City of Winnipeg claims company billed more than $1 million for tows that didn’t happen

The City of Winnipeg was billed for more than $1 million worth of tows that it says never happened.

But a report to the Mayor’s Executive Policy Committee (EPC) is recommending City Council approve a legal settlement with Tartan Towing for $446,250, less than half of the total.

Under the agreement, Tartan would pay $15,000 per month to start, with a promise to repay the settlement amount in two years.

The report says Tartan was providing courtesy tows based on three contracts between 2016 and 2021. The company was paid by the city on a per-tow basis, and employees or subcontractors were required to track each tow.

In January 2022, the Public Works Department launched a review of courtesy tows, done during the residential snow parking ban, to determine how the initial use of the automated license plate reading technology was working. That review found an “unreasonable discrepancy” between the number of parking tickets and tows. A subsequent probe of the contract work back to 2016 found a significant number of tows were invalid, and the city overpaid by $1.1 million.

Councillor Janice Lukes, a member of EPC, wants to know why the city is not going after all of the money.

“Furious, nonsense, it’s ridiculous,” said Lukes. “In my opinion, if you did a million dollars in illegal tows, you should be paying the million dollars back.”

The report says if council does not approve this the city can sue Tartan. It says if this goes to trial, it would cost the city money and time to litigate the case.

Lukes also wants to know why Tartan has not been suspended from doing business with the city in light of this, and why better oversight was not in place.

“We shouldn’t be hiring them again, really, we should be banning them,” said Lukes.

The report says Tartan provides the city with ongoing services. “The Public Service wishes to maintain a working relationship,” states the report.

It goes on to say Tartan let go of some of the drivers involved while others were cautioned.

“Tartan has issued a strong warning, to all current and future operators, of consequences as a result of any misuse or false reporting…” states the report.
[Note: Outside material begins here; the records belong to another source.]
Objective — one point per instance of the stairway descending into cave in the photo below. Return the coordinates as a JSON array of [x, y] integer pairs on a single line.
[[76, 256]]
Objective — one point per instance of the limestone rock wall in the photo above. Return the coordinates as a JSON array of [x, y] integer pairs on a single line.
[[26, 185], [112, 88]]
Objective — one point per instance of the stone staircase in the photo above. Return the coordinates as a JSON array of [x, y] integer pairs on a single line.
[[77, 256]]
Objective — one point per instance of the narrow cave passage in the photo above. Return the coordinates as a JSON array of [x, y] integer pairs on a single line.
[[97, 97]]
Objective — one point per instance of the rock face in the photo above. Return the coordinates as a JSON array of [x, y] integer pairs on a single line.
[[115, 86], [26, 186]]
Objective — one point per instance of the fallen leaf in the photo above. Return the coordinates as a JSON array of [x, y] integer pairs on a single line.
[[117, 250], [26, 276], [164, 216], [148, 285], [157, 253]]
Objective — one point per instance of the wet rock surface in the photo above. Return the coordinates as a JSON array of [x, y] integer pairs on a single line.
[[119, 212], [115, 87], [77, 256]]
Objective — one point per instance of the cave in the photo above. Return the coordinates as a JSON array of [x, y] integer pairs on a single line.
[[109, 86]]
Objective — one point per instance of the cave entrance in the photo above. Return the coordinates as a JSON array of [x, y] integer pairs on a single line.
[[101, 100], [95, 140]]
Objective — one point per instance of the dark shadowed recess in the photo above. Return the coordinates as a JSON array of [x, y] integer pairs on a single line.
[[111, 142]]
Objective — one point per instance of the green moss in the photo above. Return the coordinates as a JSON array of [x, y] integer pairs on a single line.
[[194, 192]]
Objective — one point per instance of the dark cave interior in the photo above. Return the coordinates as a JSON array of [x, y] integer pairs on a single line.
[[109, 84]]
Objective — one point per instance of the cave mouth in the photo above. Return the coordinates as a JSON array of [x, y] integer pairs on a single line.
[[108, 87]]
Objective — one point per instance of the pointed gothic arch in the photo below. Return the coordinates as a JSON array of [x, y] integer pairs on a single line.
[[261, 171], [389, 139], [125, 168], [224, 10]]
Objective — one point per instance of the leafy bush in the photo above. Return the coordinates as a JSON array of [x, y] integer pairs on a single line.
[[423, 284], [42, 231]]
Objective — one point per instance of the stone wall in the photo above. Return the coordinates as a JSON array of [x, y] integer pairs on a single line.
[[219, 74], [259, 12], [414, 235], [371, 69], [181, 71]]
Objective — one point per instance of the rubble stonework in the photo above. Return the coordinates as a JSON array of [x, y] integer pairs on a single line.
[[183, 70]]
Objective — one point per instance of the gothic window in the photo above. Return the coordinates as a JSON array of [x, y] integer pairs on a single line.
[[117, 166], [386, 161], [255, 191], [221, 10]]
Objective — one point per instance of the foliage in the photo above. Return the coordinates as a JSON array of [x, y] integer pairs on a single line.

The report also says the EPC has requested no subcontractors involved in the overbilling be used in the future and that Tartan explain steps it has taken to ensure subcontractors are not submitting false claims.

It also says there is now a system in place where Tartan sends a report on tows to the city, and the city now does reviews after courtesy tows are done.

According to a statement from the city, no claim that Tartan knowingly over-charged the city has been made.

It also notes the company will not be banned from bidding on city contracts in the future.

The EPC meets on Monday to discuss and vote on the settlement.

CTV News has reached out to Tartan Towing for comment.